On his federal tax returns, Rangel failed to declare rental income from a vacation property he owns in the Dominican Republic -- a mortifying embarrassment for the one-time chairman of the House Ways and Means Committee, which writes the tax code. But certain facts about this transgression rarely get mentioned. For one thing, Rangel’s so-called “villa” can’t be very palatial, since it cost only $82,750 when he bought it in 1987. For another, Rangel has already filed amended tax returns and paid everything he owed, plus penalties and interest.
The remaining charges are yawn-inducing. Even assuming that the allegations, as presented to the House Ethics Committee, are wholly true, the case against Rangel has a Gertrude Stein problem: There’s no there there.
Rangel is accused of abusing his office -- using congressional staff, official stationery, and the unique access that his power and seniority gave him -- to raise funds for a Charles B. Rangel Center for Public Service at the City College of New York. The idea was to create an institution, situated in his Harlem district, that would house his papers and curate his legacy.
This can accurately be described as hubris. But if it’s a crime for powerful, long-serving members of Congress to hold themselves in abnormally high regard -- and to believe that future generations can learn from their sterling example -- then we’re going to have to build more prisons.
Rangel apparently was careless in filling out his required financial disclosure forms; he should have known better than to take that important exercise so lightly. And he’s accused of using a rent-controlled Harlem apartment as a campaign office -- which, I suppose, makes him the first New Yorker to look for loopholes in the city’s Byzantine rent-control laws. But where’s the old-fashioned venality? Where’s the out-and-out graft? Where’s even the hint of avarice?

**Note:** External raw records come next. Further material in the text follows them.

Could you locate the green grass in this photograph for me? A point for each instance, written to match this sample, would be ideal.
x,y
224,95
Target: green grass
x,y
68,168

What’s missing is any allegation that Rangel bent or broke a single House rule -- or even a New York city ordinance -- for his own gain. The Ethics Committee charges make much of a promotional flyer for the proposed Rangel Center that indicated Rangel would have an office at the facility. But, come on, does that really constitute a “personal benefit” under the law? Does anyone think that the legendary Charlie Rangel, after representing Harlem for four decades, doesn’t have a friend or two who would be happy to give him all the office space he wants once he eventually retires?
Rangel was trying to satisfy his ego, not line his pockets. The real crime would be if such a long, distinguished, important public career ended in disgrace.